Friday 7 November 2008

ARCOM Website

The website for ARCOM (Association of Researchers in Construction Management) needs regular maintenance. This evening, I have whiled away a couple of hours on extending the tree structures for browsing all the journals that are indexed on the site. I am working on enabling this browsing function so that a user can click on a journal's title and see the volume numbers listed, then clicking on a volume number reveals the issues, and clicking on an issue reveals a list of the papers in that issue. The citation of each paper is presented, and clicking a paper reveals its abstract, and a URL to where the paper is available on the web. The programming of all of this has been incredibly complicated, and I have been glad to have had the help of Darren Booy and Weisheng Lu in developing this, and the functionality I wanted is finally there. What I now wonder is whether anyone would want to browse the issues in this way, or if they would just prefer to search the database, which has been possible for some time. After recent additions to the database, I am now adding articles from the following series:
  • ARCOM Annual Conferences
  • Building Research and Information
  • Construction Innovation
  • Construction Papers
  • Construction Management and Economics
  • Construction Innovation: Information, Process, Management
  • Engineering, Construction and Architectural Management
  • International Journal of Construction Education and Research
  • International Journal for Construction Marketing
  • Journal of Construction Procurement
  • Journal of Construction Research
  • Journal of Corporate Real Estate
  • Journal of Engineering, Design and Technology
  • Journal of Financial Management in Property and Construction
  • RICS COBRA Conferences
  • RICS Research Papers
  • Unpublished PhD Theses
Each new addition to this list requires me to get permission from the publisher to reproduce the text of the abstracts, which is copyright. Until now, the only people to have refused such permission was the American Society for Civil Engineers, who felt that their own website was all the exposure they wanted. This was a shame, because they publish several relevant titles in our area. Perhaps, as this service grows, they might be persuaded to relent.

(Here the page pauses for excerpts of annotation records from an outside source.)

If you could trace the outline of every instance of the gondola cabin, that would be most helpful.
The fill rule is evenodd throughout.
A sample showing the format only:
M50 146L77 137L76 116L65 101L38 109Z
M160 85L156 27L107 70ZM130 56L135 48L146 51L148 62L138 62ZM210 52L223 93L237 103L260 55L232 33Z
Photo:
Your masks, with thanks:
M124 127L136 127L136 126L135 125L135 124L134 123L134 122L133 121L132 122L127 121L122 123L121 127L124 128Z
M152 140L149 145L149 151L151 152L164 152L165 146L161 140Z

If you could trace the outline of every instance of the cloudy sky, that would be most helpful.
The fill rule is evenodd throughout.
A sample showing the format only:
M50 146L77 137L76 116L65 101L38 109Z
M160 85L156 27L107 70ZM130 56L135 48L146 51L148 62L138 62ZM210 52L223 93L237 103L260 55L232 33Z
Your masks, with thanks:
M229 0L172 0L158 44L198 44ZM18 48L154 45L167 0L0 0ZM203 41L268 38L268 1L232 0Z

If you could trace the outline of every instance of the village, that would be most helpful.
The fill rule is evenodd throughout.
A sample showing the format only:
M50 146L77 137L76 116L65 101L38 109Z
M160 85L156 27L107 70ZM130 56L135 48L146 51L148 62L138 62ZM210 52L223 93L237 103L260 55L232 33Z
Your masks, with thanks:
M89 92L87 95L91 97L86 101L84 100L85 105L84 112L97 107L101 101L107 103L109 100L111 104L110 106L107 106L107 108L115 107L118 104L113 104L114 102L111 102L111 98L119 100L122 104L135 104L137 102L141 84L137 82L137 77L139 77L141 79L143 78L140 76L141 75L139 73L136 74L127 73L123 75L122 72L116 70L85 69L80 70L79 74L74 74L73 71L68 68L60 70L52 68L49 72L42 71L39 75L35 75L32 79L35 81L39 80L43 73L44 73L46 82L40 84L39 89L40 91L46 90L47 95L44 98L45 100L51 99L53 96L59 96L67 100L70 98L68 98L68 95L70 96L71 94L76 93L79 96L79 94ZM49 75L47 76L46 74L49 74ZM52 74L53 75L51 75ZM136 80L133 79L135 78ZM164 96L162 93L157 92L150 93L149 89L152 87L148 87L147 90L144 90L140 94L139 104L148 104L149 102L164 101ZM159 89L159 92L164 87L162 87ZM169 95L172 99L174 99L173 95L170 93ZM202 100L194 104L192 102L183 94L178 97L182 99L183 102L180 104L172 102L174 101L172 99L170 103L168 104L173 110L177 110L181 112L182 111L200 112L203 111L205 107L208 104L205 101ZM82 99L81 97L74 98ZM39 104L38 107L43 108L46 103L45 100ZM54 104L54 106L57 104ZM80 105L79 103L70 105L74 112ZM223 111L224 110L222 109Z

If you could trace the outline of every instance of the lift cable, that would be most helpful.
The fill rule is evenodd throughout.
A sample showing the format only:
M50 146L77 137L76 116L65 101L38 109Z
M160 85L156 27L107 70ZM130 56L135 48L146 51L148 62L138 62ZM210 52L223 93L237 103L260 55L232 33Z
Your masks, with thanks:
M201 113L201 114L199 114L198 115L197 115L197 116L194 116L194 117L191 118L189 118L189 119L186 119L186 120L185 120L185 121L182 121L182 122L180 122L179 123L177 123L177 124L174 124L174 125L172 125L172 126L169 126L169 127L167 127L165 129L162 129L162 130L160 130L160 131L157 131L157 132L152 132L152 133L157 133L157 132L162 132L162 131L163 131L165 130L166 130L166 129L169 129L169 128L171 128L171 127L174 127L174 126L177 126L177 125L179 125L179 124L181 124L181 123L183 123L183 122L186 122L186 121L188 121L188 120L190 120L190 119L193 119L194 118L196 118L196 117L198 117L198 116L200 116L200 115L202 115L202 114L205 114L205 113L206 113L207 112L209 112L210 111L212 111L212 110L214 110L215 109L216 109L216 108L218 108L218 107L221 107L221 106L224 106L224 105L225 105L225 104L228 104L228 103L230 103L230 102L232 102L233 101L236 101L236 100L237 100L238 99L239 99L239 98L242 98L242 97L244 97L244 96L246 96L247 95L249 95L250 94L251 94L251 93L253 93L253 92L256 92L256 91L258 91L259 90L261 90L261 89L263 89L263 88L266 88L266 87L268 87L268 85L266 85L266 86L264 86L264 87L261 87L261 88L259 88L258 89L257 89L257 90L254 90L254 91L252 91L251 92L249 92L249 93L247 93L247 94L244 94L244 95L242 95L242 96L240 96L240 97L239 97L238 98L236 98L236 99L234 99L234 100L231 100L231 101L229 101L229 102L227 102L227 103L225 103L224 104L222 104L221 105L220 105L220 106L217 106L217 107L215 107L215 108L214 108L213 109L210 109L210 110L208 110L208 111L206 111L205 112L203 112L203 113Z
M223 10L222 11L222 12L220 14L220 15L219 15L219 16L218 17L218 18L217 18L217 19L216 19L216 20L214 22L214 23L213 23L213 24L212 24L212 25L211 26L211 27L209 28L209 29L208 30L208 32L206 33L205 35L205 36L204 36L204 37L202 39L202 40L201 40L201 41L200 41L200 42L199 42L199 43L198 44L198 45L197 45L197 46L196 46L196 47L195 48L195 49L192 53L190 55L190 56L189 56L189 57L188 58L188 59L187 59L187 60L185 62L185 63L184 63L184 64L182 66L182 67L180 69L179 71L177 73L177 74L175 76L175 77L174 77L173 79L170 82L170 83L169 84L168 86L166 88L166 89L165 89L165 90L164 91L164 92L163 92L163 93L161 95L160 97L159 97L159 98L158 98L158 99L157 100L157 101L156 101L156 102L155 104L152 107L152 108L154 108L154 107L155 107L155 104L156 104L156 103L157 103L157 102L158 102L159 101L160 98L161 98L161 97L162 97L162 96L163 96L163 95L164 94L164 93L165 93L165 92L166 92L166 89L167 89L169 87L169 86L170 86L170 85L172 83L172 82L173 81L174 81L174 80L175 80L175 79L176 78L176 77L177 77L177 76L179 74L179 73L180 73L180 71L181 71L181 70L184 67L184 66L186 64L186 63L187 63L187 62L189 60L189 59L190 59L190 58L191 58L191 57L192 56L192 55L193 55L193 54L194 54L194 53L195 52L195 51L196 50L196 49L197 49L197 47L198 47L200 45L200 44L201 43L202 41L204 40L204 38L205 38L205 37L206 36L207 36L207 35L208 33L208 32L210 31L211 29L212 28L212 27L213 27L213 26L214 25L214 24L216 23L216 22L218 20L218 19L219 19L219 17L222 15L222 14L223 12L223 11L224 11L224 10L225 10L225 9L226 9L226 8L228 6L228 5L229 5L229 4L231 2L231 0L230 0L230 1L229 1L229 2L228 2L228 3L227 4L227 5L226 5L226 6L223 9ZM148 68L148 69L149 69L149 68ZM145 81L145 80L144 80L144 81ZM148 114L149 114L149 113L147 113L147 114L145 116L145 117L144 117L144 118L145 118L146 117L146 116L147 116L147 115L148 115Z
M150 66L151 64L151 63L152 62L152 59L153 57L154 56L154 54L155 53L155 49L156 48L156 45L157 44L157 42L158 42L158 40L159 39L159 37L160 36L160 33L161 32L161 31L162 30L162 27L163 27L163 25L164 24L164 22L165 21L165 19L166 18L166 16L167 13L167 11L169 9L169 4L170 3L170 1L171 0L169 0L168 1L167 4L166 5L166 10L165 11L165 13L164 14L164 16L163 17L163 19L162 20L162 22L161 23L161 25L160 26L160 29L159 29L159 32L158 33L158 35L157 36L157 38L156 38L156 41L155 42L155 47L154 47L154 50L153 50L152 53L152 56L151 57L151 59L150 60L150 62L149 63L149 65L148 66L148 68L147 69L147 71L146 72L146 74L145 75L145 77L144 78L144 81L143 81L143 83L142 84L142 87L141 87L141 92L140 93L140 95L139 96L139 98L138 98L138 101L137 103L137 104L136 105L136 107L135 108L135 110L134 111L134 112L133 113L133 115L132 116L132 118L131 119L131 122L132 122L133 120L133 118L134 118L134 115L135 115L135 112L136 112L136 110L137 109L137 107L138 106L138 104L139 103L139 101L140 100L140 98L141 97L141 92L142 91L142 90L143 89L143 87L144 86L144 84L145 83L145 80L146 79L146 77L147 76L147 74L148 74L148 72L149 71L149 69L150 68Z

The idea for building this database grew out of my wish to catalogue everything that had ever appeared in Construction Management and Economics, which I became editor of in 1993. It has gradually evolved over the years and I hope it will continue to grow, and offer a powerful resource to construction management researchers everywhere. With any luck, it will continue to be available to everyone free of charge.

1 comment:

Weisheng said...

Congratulations to Will for openning this blog and making significant progress on the ARCOM website. Will has a dream that through the ARCOM website visitors can easily access the journals that are listed above.
My task was to create a tree structure and by clicking the leaves of the tree (nodes) visitors can be redirected to different journals.
This is not new at all; we all have experienced this when we browsed a journal on website. The challenge is we have about ten journals here, with each has different volumes and issues. Ideally a program should
read all the records that are stored in a database created by Will.
Then the programme should analyse the data, automatically group
different journals, recogising different volumes and issues under each journal. This turned out to be extremely complicated, if not
completely impossible. Then I decided to generate this tree structure manually. Fortunatelly I found a handy tool to do this; creating a tree strcutre is like doing some click. I programmed the functions when a user clicks a node by using ASP. But the next problem is: adding so mnay different nodes is extremely tedious. I was amazed that Will managed to do this.